Quanto è lontana Liverpool? Alfie Evans e l’Italia

Comunicato Stampa 203
1. La vicenda di Alfie Evans fa orrore non solo perché, ad essere destinato alla morte è un bambino innocente, ma soprattutto per il modo in cui ciò avviene: una condanna a morte da parte dei Giudici inglesi che stabiliscono a chiare lettere che la sua vita è inutile perché è un disabile incosciente senza possibilità di alcun miglioramento delle sue condizioni di salute.
Si tenta di nascondere la sostanza della decisione – una uccisione obbligatoria e non più rinviabile – con il velo del “miglior interesse” del bambino – quasi che Alfie, se potesse parlare, chiederebbe di essere fatto morire – e con quello del sostegno vitale della respirazione artificiale presentato come terapia che non è più opportuno somministrare.
In realtà, un bambino con bassa “qualità di vita” scandalizza, deve essere eliminato, anche se non soffre ed è amorevolmente accudito dai genitori.
2. “Torna la pena di morte: Eluana può essere uccisa”: così, il 10/7/2008, il Comitato Verità e Vita commentava il decreto della Corte d’appello di Milano che aveva dato il via libera all’uccisione di quella disabile per fame e per sete; si diceva, tra l’altro, che “i giudici italiani discriminano espressamente una categoria di malati: quelli incurabili che mancano di coscienza e percezione del mondo esterno”.
Come non vedere le analogie con le uccisioni dei bambini in Gran Bretagna?

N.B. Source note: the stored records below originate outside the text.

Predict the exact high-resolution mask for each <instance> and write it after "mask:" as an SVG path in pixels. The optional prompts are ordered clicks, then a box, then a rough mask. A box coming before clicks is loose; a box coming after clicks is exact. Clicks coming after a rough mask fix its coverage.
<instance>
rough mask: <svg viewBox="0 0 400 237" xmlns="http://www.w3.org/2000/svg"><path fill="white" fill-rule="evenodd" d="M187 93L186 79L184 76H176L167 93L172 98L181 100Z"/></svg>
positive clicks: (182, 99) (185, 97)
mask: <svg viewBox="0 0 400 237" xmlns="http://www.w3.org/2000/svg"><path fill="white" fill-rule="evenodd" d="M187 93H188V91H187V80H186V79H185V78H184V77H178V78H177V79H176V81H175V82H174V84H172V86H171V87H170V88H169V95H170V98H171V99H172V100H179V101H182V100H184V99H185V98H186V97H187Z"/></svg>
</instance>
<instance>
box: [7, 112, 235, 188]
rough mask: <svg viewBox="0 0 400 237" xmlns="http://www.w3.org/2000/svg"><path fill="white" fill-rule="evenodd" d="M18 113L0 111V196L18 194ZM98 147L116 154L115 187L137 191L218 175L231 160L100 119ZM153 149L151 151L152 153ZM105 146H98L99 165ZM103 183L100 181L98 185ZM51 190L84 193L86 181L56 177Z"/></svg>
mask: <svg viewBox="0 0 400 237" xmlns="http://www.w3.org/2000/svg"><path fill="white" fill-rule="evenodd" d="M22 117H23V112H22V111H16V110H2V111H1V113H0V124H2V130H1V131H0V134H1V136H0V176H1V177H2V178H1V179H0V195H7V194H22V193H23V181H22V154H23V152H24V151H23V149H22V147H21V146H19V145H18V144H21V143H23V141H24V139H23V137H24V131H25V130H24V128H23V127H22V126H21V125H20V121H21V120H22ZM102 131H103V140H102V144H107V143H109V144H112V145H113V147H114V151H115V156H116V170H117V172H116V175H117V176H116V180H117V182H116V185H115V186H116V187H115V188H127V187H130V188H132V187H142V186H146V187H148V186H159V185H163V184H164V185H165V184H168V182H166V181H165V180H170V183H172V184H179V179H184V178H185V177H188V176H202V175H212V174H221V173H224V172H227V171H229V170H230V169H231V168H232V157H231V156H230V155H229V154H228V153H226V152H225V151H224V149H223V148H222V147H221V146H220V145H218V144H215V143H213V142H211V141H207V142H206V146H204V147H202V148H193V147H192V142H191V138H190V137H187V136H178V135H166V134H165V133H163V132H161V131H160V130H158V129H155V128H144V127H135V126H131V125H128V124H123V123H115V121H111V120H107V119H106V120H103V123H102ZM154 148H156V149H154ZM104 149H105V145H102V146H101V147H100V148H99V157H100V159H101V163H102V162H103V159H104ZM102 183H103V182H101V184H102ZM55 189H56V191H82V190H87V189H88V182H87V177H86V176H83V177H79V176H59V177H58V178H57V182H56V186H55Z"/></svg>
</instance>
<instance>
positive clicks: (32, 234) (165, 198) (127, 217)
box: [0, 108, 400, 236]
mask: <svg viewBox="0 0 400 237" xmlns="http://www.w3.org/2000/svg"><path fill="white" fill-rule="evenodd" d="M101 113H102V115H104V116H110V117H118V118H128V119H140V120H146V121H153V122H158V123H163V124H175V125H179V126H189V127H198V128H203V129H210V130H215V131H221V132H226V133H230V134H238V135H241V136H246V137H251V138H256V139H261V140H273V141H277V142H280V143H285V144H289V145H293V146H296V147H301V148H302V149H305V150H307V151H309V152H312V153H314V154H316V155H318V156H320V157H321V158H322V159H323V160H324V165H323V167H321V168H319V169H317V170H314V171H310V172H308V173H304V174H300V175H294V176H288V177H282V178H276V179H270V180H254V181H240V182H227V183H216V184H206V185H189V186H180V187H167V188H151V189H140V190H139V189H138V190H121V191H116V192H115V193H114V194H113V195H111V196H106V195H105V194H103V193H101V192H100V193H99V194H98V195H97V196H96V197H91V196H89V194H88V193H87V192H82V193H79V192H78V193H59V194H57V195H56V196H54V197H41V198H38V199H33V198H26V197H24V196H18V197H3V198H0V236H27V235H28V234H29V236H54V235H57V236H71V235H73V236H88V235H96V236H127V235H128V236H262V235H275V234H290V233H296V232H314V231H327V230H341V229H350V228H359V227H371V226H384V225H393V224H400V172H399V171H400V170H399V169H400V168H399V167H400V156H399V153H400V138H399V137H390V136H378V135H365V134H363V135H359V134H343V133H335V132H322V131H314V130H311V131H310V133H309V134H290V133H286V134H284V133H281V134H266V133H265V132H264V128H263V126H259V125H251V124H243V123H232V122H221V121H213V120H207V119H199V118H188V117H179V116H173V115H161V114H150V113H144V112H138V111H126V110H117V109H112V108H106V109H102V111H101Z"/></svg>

Diversi giudici che cancellano la pietà disponendo la cessazione del sostegno vitale a chi non può difendersi; medici pronti a sostenere che certe vite sono inutili e che è meglio non curarle, anzi, è meglio farle scomparire; e soprattutto le vittime: disabili, in stato di incoscienza, inguaribili; e infine, i soliti trucchi: il best interest o la volontà dell’incapace desunta da quello che aveva fatto anni prima non sono forse un velo per mantenere fermo il principio di autodeterminazione che, nella sostanza, si trasforma nel suo opposto?
3. L’uccisione di Eluana Englaro è stato un caso isolato in Italia? La legge sul consenso informato e sulle DAT che – dicono – segna il trionfo dell’autodeterminazione del paziente, dispone che “il medico deve astenersi da ogni ostinazione irragionevole nella somministrazione delle cure e dal ricorso a trattamenti inutili o sproporzionati” anche nel caso di pazienti “con prognosi infausta a breve termine” e, soprattutto, permette che ai minori e agli incapaci vengano negate le terapie salvavita sulla base della semplice decisioni dei genitori o dei rappresentanti legali (questi ultimi nominati dai giudici): tra queste “terapie” la legge inserisce anche i sostegni vitali.
Se il medico è d’accordo sulla decisione di far morire l’incapace, non ha bisogno di nessuna autorizzazione per procedere ed è garantito dalla legge di essere “esente da responsabilità civile o penale”.
Se il medico non è d’accordo? Il Giudice tutelare deciderà della vita o della morte dell’incapace “nel pieno rispetto della sua dignità”.
4. Ecco: “dignità” è la parola che ricorre anche per Alfie Evans; per tutelarla i giudici e i medici – che non sanno più riconoscere la dignità intrinseca ad ogni uomo – decidono che è meglio che Alfie muoia.
Ma la nostra società, il nostro legislatore e i nostri giudici sanno riconoscere la dignità di ogni uomo?
Quanto è lontana Liverpool dall’Italia?